1. A method of concentrating an analyte directly into a test receptacle, the method comprising:
placing a liquid containing an analyte into a first receptacle;
concentrating the analyte directly from the first receptacle into the second receptacle; and
combining the second test receptacle with an instrument for analysis of the concentrated analyte, wherein the act of combining is accomplished free of an intermediate liquid transfer and free of loss of analyte.
2. The method of claim 1 wherein the act of concentrating comprises evaporating the liquid from an analyte.
3. The method of claim 1 wherein the act of concentrating further comprises repeatedly evaporating the liquid containing an analyte and rinsing additional liquid and optionally further evaporating until a desired concentration of analyte is achieved in the second receptacle.
4. The method of claim 1 wherein the act of concentrating comprises evaporating volatiles from a liquid comprising a mixture of an analyte and a derivatizing agent.
5. The method of claim 1 wherein act of concentrating increases the analyte concentration by a factor of from about 2 to 1,000 times.
6. The method of claim 1 wherein the act of concentrating comprises evaporating the liquid from the analyte and condensing the evaporated liquid away from the analyte.

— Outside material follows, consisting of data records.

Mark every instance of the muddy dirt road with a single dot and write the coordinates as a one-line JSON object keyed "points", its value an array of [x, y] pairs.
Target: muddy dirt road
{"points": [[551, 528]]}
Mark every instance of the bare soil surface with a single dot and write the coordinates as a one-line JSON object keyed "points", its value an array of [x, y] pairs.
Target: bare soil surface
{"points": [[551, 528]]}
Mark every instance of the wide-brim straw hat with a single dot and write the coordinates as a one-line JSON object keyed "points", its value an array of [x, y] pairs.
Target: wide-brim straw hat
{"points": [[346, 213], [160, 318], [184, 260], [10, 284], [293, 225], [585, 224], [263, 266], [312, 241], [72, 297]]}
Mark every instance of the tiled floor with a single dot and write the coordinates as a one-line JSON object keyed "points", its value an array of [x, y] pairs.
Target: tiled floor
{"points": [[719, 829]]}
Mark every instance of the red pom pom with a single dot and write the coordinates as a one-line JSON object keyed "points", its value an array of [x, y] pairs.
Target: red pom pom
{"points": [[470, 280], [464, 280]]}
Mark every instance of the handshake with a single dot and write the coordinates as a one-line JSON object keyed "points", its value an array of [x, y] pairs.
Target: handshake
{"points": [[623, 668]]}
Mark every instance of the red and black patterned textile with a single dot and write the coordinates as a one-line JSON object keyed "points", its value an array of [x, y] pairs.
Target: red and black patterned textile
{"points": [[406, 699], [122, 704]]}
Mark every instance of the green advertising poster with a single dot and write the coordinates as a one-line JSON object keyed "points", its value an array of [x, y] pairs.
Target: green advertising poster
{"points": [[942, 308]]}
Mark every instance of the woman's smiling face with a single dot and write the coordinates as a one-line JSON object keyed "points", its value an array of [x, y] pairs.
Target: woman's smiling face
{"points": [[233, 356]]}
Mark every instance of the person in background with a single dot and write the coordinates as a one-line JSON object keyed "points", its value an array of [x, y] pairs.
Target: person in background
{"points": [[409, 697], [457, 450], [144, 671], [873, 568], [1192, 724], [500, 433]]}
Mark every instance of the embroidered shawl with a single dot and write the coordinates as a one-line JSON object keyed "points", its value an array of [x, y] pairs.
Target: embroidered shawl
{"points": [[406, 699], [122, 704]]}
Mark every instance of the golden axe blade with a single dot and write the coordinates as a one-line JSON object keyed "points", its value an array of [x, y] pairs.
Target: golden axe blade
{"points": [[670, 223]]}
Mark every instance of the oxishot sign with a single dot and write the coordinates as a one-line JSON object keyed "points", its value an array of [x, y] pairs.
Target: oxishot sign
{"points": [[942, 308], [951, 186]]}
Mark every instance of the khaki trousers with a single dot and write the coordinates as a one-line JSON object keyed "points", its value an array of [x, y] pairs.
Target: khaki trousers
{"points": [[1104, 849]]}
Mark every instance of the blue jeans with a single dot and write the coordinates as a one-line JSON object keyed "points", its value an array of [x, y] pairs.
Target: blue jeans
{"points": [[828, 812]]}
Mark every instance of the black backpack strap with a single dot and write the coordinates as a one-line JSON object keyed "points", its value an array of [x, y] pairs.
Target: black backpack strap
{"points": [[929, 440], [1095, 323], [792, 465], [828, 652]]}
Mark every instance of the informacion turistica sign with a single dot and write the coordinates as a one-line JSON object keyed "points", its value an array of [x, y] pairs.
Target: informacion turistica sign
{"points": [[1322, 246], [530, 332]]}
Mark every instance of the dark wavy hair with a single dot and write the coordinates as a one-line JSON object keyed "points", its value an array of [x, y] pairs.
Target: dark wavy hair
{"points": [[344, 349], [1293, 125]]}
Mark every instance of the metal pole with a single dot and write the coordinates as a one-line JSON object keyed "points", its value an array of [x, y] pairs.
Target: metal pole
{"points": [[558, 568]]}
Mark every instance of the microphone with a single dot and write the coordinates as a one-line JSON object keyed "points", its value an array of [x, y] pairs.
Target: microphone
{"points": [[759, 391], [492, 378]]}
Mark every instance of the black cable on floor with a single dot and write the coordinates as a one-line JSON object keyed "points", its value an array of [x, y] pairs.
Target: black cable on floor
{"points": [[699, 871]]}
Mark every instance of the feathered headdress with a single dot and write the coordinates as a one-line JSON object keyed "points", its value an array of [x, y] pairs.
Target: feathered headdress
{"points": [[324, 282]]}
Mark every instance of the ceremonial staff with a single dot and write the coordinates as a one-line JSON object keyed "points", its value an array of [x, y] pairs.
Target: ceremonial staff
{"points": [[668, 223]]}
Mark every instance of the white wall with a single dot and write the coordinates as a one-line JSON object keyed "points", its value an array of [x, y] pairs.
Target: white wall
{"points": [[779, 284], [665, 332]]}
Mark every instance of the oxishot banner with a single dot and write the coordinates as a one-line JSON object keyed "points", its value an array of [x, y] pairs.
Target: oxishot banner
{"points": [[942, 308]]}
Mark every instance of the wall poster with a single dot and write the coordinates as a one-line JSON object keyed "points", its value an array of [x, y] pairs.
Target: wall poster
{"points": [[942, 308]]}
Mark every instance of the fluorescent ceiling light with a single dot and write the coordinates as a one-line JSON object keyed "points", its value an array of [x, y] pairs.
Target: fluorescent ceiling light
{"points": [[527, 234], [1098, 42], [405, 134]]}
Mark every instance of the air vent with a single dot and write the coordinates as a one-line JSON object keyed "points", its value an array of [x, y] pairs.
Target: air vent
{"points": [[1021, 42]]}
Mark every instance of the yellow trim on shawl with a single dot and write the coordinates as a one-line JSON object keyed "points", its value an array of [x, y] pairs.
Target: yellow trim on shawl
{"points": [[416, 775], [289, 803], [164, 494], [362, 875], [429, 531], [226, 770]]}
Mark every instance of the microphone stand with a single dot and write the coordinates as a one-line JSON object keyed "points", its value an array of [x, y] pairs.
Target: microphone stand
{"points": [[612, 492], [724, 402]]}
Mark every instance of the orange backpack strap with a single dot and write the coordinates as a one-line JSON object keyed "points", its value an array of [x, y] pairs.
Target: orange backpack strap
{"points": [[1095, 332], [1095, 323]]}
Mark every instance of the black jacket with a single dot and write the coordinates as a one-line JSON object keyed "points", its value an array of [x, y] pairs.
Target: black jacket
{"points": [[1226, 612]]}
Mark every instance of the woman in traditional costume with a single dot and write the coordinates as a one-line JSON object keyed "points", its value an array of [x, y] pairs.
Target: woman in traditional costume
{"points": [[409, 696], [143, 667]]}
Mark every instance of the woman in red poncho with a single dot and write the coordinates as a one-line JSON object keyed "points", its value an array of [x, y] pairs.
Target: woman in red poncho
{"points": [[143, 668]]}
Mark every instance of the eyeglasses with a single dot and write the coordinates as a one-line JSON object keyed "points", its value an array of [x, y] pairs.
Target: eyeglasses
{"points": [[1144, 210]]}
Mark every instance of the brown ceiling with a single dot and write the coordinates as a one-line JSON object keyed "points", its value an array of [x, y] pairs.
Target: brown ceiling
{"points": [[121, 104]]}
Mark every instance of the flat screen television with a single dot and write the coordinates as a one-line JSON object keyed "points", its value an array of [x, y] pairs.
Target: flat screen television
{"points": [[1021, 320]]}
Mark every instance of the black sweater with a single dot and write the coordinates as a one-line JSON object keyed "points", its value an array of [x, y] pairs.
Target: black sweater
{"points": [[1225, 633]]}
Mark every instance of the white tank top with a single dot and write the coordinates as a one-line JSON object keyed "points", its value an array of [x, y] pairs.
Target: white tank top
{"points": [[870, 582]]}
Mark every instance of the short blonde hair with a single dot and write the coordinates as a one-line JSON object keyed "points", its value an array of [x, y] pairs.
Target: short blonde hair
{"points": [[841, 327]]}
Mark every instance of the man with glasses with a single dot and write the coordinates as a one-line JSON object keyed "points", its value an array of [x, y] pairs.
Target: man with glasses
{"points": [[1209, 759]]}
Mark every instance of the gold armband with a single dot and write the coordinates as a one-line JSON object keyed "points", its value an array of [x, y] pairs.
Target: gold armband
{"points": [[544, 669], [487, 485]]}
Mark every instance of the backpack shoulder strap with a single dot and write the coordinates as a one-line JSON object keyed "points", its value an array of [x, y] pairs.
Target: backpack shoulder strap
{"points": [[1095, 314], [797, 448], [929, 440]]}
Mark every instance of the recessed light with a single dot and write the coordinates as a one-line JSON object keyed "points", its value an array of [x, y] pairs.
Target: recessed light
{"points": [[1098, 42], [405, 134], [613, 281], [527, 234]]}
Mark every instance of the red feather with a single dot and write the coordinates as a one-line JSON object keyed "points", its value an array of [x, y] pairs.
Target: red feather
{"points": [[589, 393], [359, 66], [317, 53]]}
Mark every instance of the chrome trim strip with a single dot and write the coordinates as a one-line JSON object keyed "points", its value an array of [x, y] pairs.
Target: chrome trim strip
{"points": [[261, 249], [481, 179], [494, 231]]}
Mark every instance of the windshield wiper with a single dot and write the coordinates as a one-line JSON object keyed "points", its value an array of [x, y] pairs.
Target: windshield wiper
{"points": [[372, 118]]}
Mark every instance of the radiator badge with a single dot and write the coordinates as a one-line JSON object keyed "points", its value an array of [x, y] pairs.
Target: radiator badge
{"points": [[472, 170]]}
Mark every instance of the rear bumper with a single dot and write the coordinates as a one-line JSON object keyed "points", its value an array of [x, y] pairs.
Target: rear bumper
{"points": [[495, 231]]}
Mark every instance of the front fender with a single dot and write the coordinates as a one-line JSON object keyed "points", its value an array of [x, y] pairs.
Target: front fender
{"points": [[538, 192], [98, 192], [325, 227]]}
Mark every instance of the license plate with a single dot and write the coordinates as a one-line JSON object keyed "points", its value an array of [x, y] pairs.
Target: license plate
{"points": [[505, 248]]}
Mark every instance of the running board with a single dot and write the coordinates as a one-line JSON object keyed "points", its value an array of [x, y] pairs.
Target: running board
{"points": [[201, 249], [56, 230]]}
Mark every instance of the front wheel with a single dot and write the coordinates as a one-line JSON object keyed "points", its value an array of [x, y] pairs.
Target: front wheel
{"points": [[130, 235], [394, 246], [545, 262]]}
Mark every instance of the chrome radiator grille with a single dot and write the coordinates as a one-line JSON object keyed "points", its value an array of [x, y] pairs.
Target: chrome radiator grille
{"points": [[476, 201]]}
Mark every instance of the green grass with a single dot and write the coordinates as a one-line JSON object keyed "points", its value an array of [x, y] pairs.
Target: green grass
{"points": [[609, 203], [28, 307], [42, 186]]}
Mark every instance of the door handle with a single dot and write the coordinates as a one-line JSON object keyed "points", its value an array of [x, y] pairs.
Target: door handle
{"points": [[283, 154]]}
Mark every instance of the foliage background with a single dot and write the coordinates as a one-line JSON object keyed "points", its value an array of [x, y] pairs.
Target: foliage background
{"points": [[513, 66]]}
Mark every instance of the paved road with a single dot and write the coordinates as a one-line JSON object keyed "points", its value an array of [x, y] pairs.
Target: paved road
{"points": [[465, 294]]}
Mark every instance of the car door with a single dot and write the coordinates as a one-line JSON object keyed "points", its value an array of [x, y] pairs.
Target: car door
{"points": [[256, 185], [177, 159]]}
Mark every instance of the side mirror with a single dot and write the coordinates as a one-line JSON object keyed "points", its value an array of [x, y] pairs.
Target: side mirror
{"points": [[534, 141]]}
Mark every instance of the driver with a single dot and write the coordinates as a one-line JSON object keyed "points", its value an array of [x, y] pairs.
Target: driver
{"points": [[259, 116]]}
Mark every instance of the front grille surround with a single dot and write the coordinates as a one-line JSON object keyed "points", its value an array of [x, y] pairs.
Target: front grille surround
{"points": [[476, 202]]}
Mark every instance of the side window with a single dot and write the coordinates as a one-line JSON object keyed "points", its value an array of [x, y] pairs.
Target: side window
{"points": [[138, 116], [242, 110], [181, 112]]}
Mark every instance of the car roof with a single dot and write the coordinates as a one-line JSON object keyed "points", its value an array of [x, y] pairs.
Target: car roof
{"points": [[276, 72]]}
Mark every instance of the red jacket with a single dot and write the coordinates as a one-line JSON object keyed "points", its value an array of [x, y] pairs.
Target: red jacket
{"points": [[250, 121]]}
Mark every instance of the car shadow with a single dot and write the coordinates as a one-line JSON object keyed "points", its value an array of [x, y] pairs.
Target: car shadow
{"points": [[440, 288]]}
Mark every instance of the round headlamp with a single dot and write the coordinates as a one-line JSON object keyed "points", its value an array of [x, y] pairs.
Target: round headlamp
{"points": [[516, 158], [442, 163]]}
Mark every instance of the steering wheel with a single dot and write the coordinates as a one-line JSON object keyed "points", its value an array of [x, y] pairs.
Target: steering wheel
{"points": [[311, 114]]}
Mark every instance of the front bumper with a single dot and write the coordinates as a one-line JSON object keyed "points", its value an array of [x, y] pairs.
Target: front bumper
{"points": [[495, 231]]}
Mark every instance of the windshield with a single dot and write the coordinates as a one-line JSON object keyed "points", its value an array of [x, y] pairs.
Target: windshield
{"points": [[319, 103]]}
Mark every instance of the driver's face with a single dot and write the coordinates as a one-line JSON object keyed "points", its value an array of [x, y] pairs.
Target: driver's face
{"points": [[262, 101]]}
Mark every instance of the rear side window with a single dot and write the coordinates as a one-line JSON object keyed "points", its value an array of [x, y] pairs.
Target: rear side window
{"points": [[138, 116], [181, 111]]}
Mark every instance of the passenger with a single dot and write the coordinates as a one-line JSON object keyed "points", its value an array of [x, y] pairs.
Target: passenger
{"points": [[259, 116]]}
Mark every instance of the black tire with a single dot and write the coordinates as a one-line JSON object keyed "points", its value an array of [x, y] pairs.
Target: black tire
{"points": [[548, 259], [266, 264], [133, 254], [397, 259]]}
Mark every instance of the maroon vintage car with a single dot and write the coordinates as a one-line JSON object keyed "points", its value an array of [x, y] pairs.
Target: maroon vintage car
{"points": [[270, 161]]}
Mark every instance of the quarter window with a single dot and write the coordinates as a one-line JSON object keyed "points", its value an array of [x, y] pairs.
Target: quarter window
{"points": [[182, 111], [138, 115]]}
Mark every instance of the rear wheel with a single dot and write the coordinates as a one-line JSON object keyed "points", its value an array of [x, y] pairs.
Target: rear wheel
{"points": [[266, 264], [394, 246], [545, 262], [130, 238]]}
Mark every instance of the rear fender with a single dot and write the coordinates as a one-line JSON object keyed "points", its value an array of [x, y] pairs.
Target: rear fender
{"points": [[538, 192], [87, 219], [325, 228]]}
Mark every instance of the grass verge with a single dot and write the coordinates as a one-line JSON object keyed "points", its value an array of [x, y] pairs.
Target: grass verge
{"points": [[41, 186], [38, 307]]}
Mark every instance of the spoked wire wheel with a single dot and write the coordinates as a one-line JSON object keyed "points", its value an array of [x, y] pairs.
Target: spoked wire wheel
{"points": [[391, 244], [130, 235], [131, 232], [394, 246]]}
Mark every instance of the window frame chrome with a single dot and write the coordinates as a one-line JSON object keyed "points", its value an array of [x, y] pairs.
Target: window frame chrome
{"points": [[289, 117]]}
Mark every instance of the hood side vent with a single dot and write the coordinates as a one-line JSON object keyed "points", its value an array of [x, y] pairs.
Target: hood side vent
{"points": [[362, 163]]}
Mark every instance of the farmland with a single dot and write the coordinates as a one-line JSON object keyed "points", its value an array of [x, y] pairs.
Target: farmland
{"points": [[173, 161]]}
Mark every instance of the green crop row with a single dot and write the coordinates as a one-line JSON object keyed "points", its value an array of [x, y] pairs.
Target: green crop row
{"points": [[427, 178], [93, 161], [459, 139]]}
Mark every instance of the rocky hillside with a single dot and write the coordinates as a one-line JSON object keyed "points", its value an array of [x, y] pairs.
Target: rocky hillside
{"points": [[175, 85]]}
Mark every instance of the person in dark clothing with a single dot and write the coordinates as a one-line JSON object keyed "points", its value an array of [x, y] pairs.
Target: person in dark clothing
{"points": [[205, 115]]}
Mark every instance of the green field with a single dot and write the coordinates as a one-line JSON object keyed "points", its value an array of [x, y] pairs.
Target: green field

7. The method of claim 1 wherein the instrument comprises a gas chromatograph, a liquid chromatograph, a mass spectrometer, an NMR spectrometer, an IR spectrophotometer, an UV spectrophotometer, a Visible spectrophotometer, a Raman spectrophotometer, an electrophoresis device, a gravimetric apparatus, an electrochemical apparatus, or combinations thereof.
8. The method of claim 7 wherein the instrument further comprises an auto-sampler.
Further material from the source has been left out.